WHILE THE S&P 500’s price-earnings (P/E) ratio has little predictive power if you look at returns over the next 12 months, it’s more important if you stretch out your time horizon to five years and beyond. What you pay has a significant impact on your likely long-run return—and that should be comforting for today’s buyers.

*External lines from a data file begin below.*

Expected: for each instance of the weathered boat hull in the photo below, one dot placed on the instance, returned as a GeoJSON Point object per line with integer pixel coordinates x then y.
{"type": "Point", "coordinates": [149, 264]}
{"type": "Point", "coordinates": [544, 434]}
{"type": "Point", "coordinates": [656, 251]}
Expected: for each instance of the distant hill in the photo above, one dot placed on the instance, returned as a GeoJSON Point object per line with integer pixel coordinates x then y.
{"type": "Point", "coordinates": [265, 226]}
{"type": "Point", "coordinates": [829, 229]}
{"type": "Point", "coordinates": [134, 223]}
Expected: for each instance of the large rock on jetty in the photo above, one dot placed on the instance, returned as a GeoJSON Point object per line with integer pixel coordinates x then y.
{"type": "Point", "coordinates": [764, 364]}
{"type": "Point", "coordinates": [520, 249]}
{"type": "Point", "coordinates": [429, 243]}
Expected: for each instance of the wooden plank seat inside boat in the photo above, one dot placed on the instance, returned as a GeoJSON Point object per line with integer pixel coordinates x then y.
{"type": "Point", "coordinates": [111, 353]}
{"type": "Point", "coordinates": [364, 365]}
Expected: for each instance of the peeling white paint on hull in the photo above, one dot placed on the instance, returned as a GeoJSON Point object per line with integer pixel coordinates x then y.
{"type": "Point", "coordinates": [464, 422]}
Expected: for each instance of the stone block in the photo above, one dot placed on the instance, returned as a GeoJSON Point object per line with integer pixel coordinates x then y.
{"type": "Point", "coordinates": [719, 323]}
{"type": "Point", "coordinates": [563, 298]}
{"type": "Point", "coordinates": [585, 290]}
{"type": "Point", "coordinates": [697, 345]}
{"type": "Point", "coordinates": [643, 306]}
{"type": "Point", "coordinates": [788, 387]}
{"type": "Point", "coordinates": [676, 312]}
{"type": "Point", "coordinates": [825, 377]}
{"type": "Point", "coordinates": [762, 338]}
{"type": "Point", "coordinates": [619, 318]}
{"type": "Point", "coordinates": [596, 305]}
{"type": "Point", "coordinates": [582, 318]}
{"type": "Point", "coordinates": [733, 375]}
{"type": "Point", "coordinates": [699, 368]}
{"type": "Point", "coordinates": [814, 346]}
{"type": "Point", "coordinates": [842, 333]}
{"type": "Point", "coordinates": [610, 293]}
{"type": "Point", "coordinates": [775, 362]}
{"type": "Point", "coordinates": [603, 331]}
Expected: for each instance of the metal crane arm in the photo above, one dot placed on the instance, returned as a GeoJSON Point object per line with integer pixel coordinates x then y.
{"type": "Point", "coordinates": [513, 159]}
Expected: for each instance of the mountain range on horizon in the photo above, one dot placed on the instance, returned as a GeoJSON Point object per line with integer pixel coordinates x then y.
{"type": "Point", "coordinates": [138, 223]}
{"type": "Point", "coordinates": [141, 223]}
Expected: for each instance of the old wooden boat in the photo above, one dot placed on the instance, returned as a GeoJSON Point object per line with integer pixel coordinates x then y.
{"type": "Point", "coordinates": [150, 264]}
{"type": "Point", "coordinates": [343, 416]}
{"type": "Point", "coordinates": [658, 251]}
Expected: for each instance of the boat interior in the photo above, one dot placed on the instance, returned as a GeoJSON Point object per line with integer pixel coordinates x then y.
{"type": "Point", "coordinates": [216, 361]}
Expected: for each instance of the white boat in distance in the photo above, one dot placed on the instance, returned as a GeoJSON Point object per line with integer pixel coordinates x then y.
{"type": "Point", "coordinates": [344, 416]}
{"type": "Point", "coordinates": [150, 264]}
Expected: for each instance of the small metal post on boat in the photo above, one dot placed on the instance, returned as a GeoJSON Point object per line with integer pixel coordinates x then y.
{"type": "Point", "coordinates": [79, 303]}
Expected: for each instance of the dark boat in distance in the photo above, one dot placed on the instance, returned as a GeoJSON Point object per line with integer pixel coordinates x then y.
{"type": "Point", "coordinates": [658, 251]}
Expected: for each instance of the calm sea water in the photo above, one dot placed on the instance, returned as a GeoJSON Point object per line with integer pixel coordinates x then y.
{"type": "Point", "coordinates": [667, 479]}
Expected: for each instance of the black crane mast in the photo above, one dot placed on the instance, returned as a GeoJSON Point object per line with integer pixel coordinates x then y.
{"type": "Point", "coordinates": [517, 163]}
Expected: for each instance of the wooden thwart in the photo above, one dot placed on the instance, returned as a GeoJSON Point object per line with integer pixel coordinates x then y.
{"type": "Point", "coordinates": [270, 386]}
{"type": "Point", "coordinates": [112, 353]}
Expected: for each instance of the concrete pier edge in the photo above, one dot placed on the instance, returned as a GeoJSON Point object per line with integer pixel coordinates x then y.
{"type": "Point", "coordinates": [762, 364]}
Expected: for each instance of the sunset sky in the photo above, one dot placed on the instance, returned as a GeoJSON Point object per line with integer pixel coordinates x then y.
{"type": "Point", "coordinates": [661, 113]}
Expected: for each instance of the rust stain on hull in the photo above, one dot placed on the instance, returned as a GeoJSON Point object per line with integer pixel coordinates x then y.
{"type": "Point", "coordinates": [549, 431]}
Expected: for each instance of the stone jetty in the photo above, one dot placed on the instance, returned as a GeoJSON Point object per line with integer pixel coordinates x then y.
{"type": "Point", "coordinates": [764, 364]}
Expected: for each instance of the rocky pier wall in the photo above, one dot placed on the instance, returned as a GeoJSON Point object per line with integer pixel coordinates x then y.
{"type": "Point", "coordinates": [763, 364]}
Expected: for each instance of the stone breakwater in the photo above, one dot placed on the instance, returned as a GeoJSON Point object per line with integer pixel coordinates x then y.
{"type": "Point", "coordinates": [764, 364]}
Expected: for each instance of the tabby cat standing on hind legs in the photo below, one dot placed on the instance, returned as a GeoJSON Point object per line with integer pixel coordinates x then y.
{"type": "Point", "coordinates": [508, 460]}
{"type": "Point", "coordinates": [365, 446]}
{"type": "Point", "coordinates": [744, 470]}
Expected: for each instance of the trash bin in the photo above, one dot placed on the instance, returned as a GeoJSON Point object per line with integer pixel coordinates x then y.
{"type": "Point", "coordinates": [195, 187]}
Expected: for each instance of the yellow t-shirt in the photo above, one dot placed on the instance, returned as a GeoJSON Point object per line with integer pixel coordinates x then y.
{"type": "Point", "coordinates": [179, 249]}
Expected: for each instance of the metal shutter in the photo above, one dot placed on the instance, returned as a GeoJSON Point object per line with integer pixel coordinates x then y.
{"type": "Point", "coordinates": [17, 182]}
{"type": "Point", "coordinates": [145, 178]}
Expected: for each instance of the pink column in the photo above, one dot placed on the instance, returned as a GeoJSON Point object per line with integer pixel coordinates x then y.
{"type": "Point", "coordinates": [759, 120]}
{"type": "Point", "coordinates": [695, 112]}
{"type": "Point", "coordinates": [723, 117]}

Recently, WisdomTree Global Chief Investment Officer Jeremy Schwartz shared a compelling graphic showing P/E ratios for dozens of U.S. and foreign stock market sectors. Whether you look at broad market segments or only at value stocks, it’s hard to find a hugely expensive part of the global market. For instance, WisdomTree shows a P/E based on forecasted earnings of just 13.8 for the Russell 3000 Value Index, a broad gauge of the U.S. stock market that excludes growth companies.

Morningstar concurs that markets look cheap. As of Aug. 31, the research firm boldly declared that all nine of the Morningstar “style boxes” were in undervalued territory. Its fair value estimate is based on a composite of some 700 individual stocks.

This is far different from the P/E picture at year-end 2020. Back then, according to FactSet, the S&P 500’s P/E ratio based on trailing 12-month earnings seemed stretched at around 31 times corporate profits. But as of this past Friday, large-cap U.S. stocks were trading below 20 times earnings—and below both their five- and 10-year averages. It’s reasonable to conclude that stocks are a good value today based on both trailing and forecasted earnings.

The bottom line: Rising corporate profits, increasing dividends and share buybacks, and the simple passage of time will eventually heal all stock market wounds. The longer the market trades sideways to down, the more compelling the valuation picture becomes—and the higher future returns will likely be.